Background: Acute kidney injury (AKI) is a frequent postoperative (PO) complication for cardiac surgery; however, its co-incidence after non-cardiac surgery (NCS) is indefinite.
Objectives: To determine the predictors for postoperative (PO-AKI) among patients undergoing NCS.
Patients: 413 patients aged >40-y underwent NCS procedures requiring longer than 1h and 205 patients underwent CABG surgery as a control group for AKI incidence only. Blood samples were obtained for the estimation of serum creatinine and calculation of the neutrophil/lymphocyte ratio (NLR). All patients received general inhalational anesthesia according to the surgical procedure. PO-AKI was diagnosed according to the guidelines of the European Renal Best Practice. Study outcomes included the incidence of PO-AKI and its relation to patient's data.

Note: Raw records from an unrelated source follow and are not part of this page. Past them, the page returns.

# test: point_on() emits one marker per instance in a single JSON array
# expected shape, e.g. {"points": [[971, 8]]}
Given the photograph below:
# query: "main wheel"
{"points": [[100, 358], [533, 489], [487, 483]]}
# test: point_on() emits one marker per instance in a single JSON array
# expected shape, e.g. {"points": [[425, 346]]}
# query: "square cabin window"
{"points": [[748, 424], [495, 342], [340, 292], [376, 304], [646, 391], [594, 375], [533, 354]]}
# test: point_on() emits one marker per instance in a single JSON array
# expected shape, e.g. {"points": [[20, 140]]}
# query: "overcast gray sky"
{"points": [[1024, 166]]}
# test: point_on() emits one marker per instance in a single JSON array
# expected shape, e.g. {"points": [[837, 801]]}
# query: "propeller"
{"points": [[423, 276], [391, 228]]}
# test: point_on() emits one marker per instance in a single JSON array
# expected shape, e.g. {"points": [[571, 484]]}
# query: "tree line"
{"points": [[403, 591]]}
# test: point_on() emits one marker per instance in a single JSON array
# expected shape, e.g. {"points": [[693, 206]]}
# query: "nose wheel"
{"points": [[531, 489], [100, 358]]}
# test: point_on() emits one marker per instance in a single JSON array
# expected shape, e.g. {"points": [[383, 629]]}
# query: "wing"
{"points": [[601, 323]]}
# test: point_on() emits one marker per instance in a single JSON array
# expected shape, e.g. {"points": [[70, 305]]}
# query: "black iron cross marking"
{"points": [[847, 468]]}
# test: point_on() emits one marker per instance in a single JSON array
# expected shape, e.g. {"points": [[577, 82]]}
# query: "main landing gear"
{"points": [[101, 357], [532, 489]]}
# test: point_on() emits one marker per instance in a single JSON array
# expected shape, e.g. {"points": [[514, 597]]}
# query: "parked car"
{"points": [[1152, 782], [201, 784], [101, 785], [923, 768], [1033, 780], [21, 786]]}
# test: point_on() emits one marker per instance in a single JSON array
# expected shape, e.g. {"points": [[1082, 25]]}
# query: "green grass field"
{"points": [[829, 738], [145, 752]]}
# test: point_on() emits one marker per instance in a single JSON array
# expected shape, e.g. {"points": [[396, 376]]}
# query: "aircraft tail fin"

Results: The incidence of PO-AKI was 10.4% and AKI patients were significantly older, obese and had lower preoperative hemoglobin concentration (HBC). Seven patients (1.7%) required packed RBCs transfusion and 32 patients (7.7%) developed intraoperative hypotension (IOH) with significantly lower frequencies among No-AKI patients. The NLR was significantly higher in samples of AKI than in No-AKI patients. Regression analysis defined NLR and IOH as significant predictors for PO-AKI. Paired-Sample analysis showed a significant (P=0.01) difference between the area under the curve in favor of NLR.
Conclusion: AKI after is more frequent among older obese patients with low HBC. Excessive blood loss, IOH and long operative time increased the risk of PO-AKI. Preoperative NLR showed high predictive performance for PO-AKI and might be considered as promising routine, cheap and feasible test for distinguishing patients vulnerable to develop AKI.